What is the Effect of a Label? Smart Beta Makes Bill Sharpe “Sick”

Bill Sharpe gave us the Sharpe Ratio to help determine whether an active investment manager is “beating” the market after adjusting for the risk that the manager assumed. Sharpe is from the Efficient Market school of academia, which believes that markets are too efficient to beat consistently. He is also the founder of an online investment adviser.

At this month’s CFA Institute Annual Conference in Seattle, Sharpe said that Smart Beta made him sick because it implied that index investors had to be “dumb beta.” Sharpe believes the so-called dumb beta investors would eventually gravitate to Smart Beta strategies because no one is that dumb for long, and then the advantages of Smart Beta would simply melt away into average beta.

As regular readers know, Fama and French (F&F), and later Lakonishok et al. (LSV)  (See F&F and LSV tab above) demonstrated as early as 1992 that two factors consistently resulted in outperformance in the long run: Value and Small Cap. It is largely these two factors that put the “smart” in “Smart Beta.” F&F and LSV were not the first academics to publish papers on the value and small-cap factors, but they certainly popularized the factors in academia. Before these academics came along, we had research from practitioners Ben Graham from the 1930s through the 1970s; Warren Buffett from the 1950s to today; and Seth Klarman from the 1980s to today; that demonstrated that value strategies consistently outperform the market in the long run.

Since F&F and LSV published their research in the 1990s, there has been an overwhelming amount of academic research that demonstrates that value strategies outperform. Most of that research proves that value outperforms for reasons that are not related to risk, therefore value has consistently delivered alpha in the long run.
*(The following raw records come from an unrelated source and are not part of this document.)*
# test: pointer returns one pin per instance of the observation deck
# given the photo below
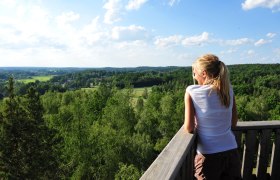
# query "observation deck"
(258, 145)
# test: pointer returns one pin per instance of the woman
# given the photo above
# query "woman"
(210, 110)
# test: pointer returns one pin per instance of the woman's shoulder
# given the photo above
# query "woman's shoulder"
(192, 88)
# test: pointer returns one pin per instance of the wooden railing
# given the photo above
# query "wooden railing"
(258, 144)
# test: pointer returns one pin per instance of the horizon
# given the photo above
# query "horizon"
(136, 33)
(130, 67)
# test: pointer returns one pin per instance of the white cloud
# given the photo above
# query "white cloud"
(67, 17)
(172, 2)
(135, 4)
(196, 40)
(229, 51)
(8, 3)
(271, 35)
(251, 4)
(168, 41)
(113, 9)
(94, 32)
(262, 42)
(237, 42)
(132, 32)
(250, 52)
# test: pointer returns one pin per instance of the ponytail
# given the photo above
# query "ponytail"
(217, 76)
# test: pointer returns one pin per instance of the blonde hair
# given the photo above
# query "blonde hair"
(217, 75)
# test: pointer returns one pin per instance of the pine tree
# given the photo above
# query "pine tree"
(43, 156)
(13, 137)
(27, 144)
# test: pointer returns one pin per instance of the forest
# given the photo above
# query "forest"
(89, 124)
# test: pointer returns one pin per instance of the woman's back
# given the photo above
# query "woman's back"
(213, 120)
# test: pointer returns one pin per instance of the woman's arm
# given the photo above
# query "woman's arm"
(234, 114)
(189, 114)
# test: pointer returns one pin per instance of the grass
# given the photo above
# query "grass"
(35, 78)
(138, 92)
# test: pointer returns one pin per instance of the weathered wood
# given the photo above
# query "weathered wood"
(250, 125)
(170, 160)
(263, 152)
(248, 155)
(238, 138)
(176, 160)
(190, 167)
(275, 157)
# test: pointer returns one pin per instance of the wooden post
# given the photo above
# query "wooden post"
(248, 155)
(263, 151)
(275, 157)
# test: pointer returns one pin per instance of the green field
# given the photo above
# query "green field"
(35, 78)
(138, 92)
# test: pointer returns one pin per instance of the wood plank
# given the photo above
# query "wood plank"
(250, 125)
(190, 166)
(238, 137)
(170, 160)
(275, 157)
(263, 153)
(248, 155)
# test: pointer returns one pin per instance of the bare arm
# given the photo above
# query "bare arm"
(234, 114)
(189, 114)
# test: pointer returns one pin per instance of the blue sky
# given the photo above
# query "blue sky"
(131, 33)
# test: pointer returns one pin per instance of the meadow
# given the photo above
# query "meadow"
(35, 78)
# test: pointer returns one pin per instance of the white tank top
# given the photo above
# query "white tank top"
(213, 120)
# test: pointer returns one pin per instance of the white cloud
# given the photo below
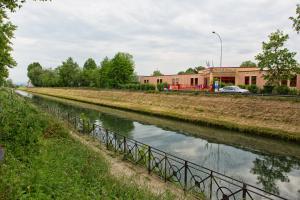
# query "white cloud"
(170, 35)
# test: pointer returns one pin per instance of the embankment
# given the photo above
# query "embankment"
(42, 161)
(255, 115)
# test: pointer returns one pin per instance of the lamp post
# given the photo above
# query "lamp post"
(214, 32)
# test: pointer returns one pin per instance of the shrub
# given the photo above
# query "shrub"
(282, 90)
(242, 86)
(253, 89)
(147, 87)
(162, 86)
(268, 89)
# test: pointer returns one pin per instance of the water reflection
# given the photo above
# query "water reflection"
(275, 173)
(118, 125)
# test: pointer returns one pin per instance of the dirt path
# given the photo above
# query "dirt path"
(129, 172)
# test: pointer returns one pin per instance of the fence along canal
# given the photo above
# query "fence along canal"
(191, 177)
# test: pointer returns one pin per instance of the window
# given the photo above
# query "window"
(173, 81)
(293, 81)
(205, 82)
(253, 80)
(284, 82)
(247, 80)
(196, 81)
(192, 81)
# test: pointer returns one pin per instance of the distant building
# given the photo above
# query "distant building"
(228, 75)
(29, 84)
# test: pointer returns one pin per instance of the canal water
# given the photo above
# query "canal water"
(269, 164)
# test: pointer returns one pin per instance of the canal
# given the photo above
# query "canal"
(269, 164)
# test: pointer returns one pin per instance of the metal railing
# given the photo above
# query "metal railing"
(198, 180)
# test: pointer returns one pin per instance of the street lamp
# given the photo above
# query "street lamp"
(214, 32)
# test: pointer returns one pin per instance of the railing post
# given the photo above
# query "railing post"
(244, 191)
(185, 175)
(93, 129)
(136, 153)
(115, 138)
(165, 167)
(149, 159)
(125, 151)
(210, 186)
(106, 132)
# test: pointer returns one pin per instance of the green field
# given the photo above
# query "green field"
(43, 162)
(271, 117)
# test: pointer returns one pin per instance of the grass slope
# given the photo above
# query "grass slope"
(43, 162)
(256, 115)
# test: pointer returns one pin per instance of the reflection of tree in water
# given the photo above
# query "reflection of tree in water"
(216, 158)
(116, 124)
(110, 122)
(270, 169)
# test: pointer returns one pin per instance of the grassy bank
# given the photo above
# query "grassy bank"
(43, 162)
(255, 115)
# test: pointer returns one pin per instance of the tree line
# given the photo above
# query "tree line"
(110, 73)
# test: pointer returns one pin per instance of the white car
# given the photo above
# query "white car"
(233, 89)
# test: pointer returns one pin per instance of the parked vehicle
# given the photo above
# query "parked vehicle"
(233, 89)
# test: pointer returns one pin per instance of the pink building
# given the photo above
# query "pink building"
(233, 75)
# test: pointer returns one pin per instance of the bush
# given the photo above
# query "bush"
(253, 89)
(282, 90)
(242, 86)
(268, 89)
(162, 86)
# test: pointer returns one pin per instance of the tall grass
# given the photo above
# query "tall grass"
(43, 162)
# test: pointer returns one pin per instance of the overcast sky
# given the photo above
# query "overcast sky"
(169, 35)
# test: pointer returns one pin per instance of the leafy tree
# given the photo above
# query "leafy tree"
(277, 60)
(69, 73)
(270, 169)
(90, 64)
(6, 34)
(122, 68)
(89, 73)
(199, 68)
(50, 78)
(248, 63)
(157, 73)
(105, 67)
(34, 72)
(9, 83)
(296, 20)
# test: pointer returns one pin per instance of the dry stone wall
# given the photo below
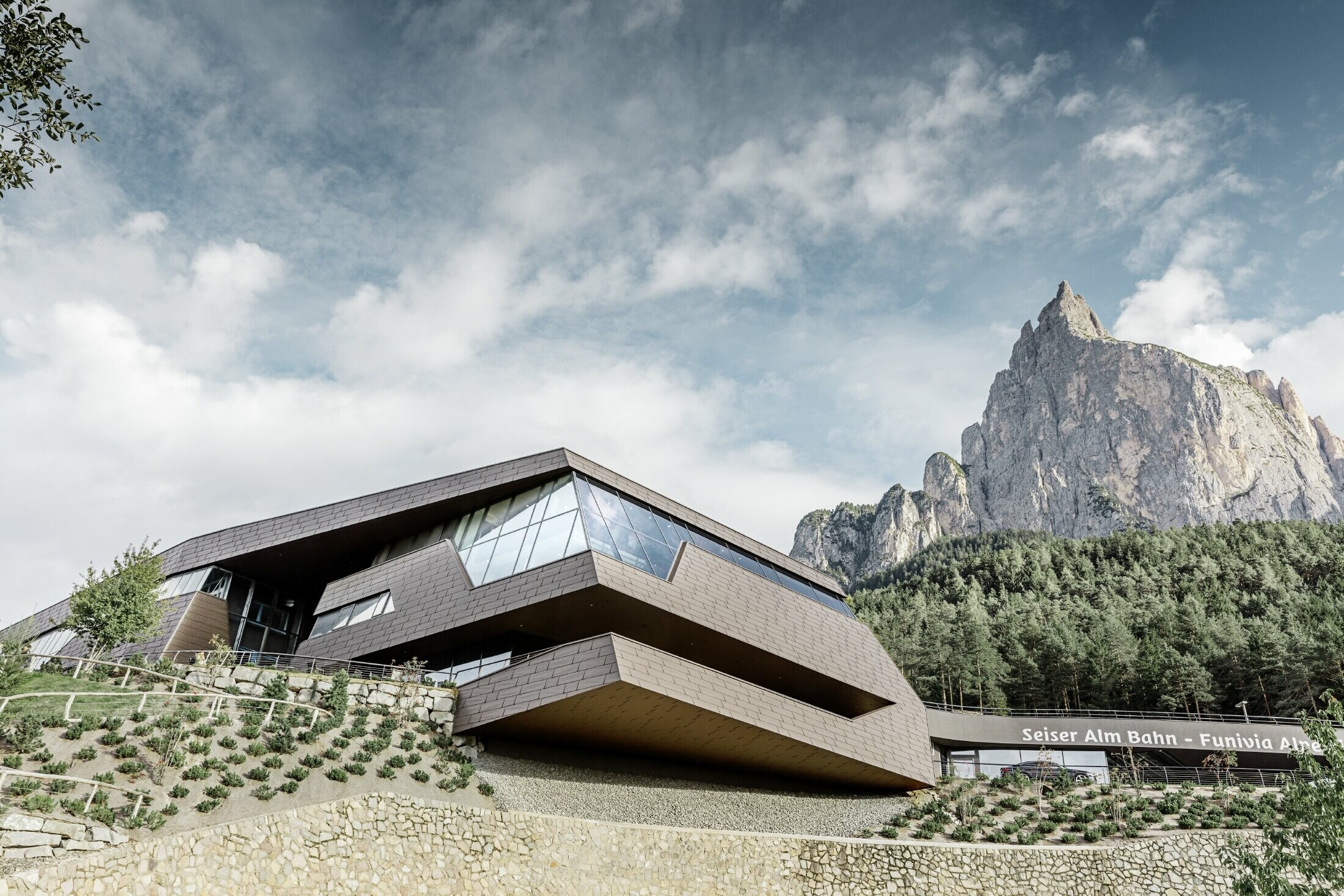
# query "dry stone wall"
(392, 845)
(34, 837)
Most Smart Beta strategies are nothing more than systematic ways for managers to capture some of the factors that are known to deliver this alpha in the long run. The adoption of this approach in a more systematic and passive way somewhat proves Sharpe’s theory that no one stays that dumb for long. However, value and small-cap strategies outperform over long periods not necessarily because value and small-cap investors are smarter than everyone else, but because behavioral flaws and institutional constraints do not permit EVERYONE to FULLY capture the alpha in value and small cap. I remind you that it did take over 150 years for Smart Beta to be born.

Only small investors with contrarian streaks (see my future post on Investor DNA) can fully exploit these factors. Even Smart Beta strategies will fail to fully exploit these factors because of the amount of capital that Smart Beta will need to invest. Much of that capital will have to be allocated to large cap firms, but most of the alpha in these factors is found in relatively unknown and un-followed small-cap firms.

So, my answer to Sharpe’s queasiness is this: Smart Beta is just a label. Would he have taken less umbrage if that label were “Behavioral Beta” or “Factor-Focused Beta?”